In view of the fact that Latin and Greek were taught in almost all grammar schools in Europe, and in view of the fact that nearly all these scholars were well versed in these and some other European languages, it is curious that inasmuch as they were so intimately concerned with Dravidian words while compiling their dictionaries, they did not publish anything concerning the relationship between numerous Dravidian words and their corresponding European words which is not difficult to observe at all. But the fact remains that without their and many other subsequent Indian and Europeans’ painstaking output, Dravidian would have suffered a great loss and therefore, they all have earned and well deserve a share of gratitude of the Indians.
Much credit also goes to Sir William Jones who, even though ignored Dravidian, was the first one to startle the European scholars by summarily rejecting their notion of a barbaric India and by setting them on the right track by correctly conceiving and eloquently advocating that not only Greek and Latin, but Sanskrit, Gothic, Celtic, and Persian had sprung from a common source.
But the greatest share of the merit and gratitude goes to none other than Sanskrit herself.

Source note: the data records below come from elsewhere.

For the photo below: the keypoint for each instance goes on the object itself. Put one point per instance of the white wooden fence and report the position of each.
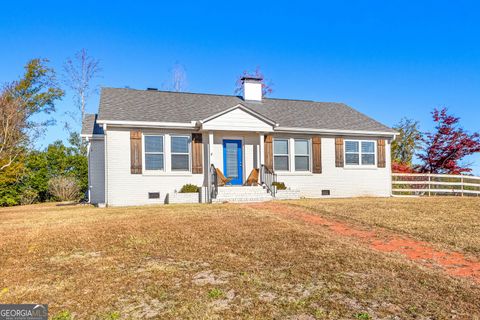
(413, 184)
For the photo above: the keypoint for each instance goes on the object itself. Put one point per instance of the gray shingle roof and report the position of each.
(165, 106)
(90, 125)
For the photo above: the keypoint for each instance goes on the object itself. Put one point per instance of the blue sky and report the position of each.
(388, 59)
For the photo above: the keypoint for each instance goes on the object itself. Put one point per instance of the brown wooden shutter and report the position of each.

It is easy to visualize her as an irated Indian goddess because the European scholars who had founded the Science of Linguistics by utilizing the knowledge derived from ancient Indian works composed in Sanskrit had turned around and said that she is not Indian at all! They said that she is an imported language into India. Further, they cut India into two halves and said that northern half of India came within the empire of the Indo-European languages. They also took pains to insist that her mother, Dravidian, is a language of the barbarous southern Indians who were trying to be a little civilized lately, that she may also be non-Indian, and that she is isolated and unrelated to any language or language family in the world and therefore surely as close to being an orphan as anyone can get to that situation.
They had not only snatched away Sanskrit from her own mother India's lap, but they portrayed her own European brothers and sisters as unrelated to their mother Dravidian. So, she set them to work for Indo-European which in effect was to set them to work for her mother Dravidian. They promptly proceeded to recognize the phonetic correspondences of Indo-European and the root-words from which all the words in all the Indo-European languages have ensued. These phonetic correspondences were none other than her own mother’s birthmarks which the great mother had bequeathed to them, and in spite of the great span of time that had elapsed since she had sent off her children to the far shores of Europe, she could still illustrate many of them as proof of the umbilical cord that bound them all inseparably. The Indo-European root-words were of course none other than her own mother’s words. Now, all Sanskrit had to do was wait; wait for someone to realize what she had done and make use of the proof which she had wrought out of the very hands of the concerned European scholars. And this is where the present author came in, and the rest is history.